Calculating Yield II - codepath/compsci_guides GitHub Wiki
Unit 8 Session 1 Advanced (Click for link to problem statements)
Problem Highlights
- 💡 Difficulty: Easy
- ⏰ Time to complete: 10 mins
- 🛠️ Topics: Binary Tree, Recursion, Arithmetic Expression Evaluation
1: U-nderstand
Understand what the interviewer is asking for by using test cases and questions about the problem.
- Established a set (2-3) of test cases to verify their own solution later.
- Established a set (1-2) of edge cases to verify their solution handles complexities.
- Have fully understood the problem and have no clarifying questions.
- Have you verified any Time/Space Constraints for this problem?
- What does each node in the binary tree represent?
- Leaf nodes represent numeric values, and non-leaf nodes represent arithmetic operators.
- What does the function need to return?
- The function needs to return the result of evaluating the arithmetic expression represented by the tree.
- How should the function behave if the tree is empty?

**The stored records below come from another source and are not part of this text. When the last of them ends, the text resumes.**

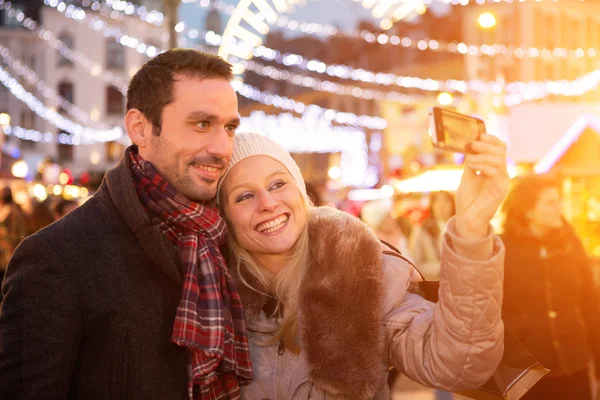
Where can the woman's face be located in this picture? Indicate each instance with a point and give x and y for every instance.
(263, 206)
(442, 207)
(547, 213)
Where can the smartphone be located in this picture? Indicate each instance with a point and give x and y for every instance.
(453, 131)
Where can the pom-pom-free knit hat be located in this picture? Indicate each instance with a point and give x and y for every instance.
(253, 144)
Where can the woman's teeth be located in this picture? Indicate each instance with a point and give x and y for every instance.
(274, 225)
(206, 168)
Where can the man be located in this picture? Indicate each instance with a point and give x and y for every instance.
(64, 207)
(127, 296)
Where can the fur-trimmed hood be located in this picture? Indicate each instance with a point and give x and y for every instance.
(340, 306)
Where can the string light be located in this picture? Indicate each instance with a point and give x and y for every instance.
(19, 67)
(76, 57)
(315, 135)
(28, 134)
(97, 24)
(515, 90)
(80, 134)
(328, 86)
(247, 91)
(313, 111)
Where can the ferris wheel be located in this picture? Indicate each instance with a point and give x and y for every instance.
(252, 20)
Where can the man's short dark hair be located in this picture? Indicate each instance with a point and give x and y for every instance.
(151, 88)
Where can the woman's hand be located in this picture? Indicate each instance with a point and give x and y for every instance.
(483, 186)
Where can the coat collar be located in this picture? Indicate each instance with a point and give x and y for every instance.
(121, 188)
(340, 306)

- The problem does not specify an empty tree case, but in general, an empty tree might return 0 or an error depending on the context.
HAPPY CASE
Input:
Tree structure:
+
/ \
- *
/ \ / \
4 2 10 2
Output: 22
Explanation:
- Evaluate the left subtree: 4 - 2 = 2
- Evaluate the right subtree: 10 * 2 = 20
- Combine the results with the root operation: 2 + 20 = 22
EDGE CASE
Input:
Tree structure with only one node:
5
Output: 5
Explanation: The tree has only one node, so the result is 5.
2: M-atch
Match what this problem looks like to known categories of problems, e.g. Linked List or Dynamic Programming, and strategies or patterns in those categories.
For Arithmetic Expression Evaluation problems, we want to consider the following approaches:
- Binary Tree Traversal: Traverse the tree to evaluate the arithmetic expression.
- Recursion: Use recursion to calculate the result of the expression by applying operations at each node.
3: P-lan
Plan the solution with appropriate visualizations and pseudocode.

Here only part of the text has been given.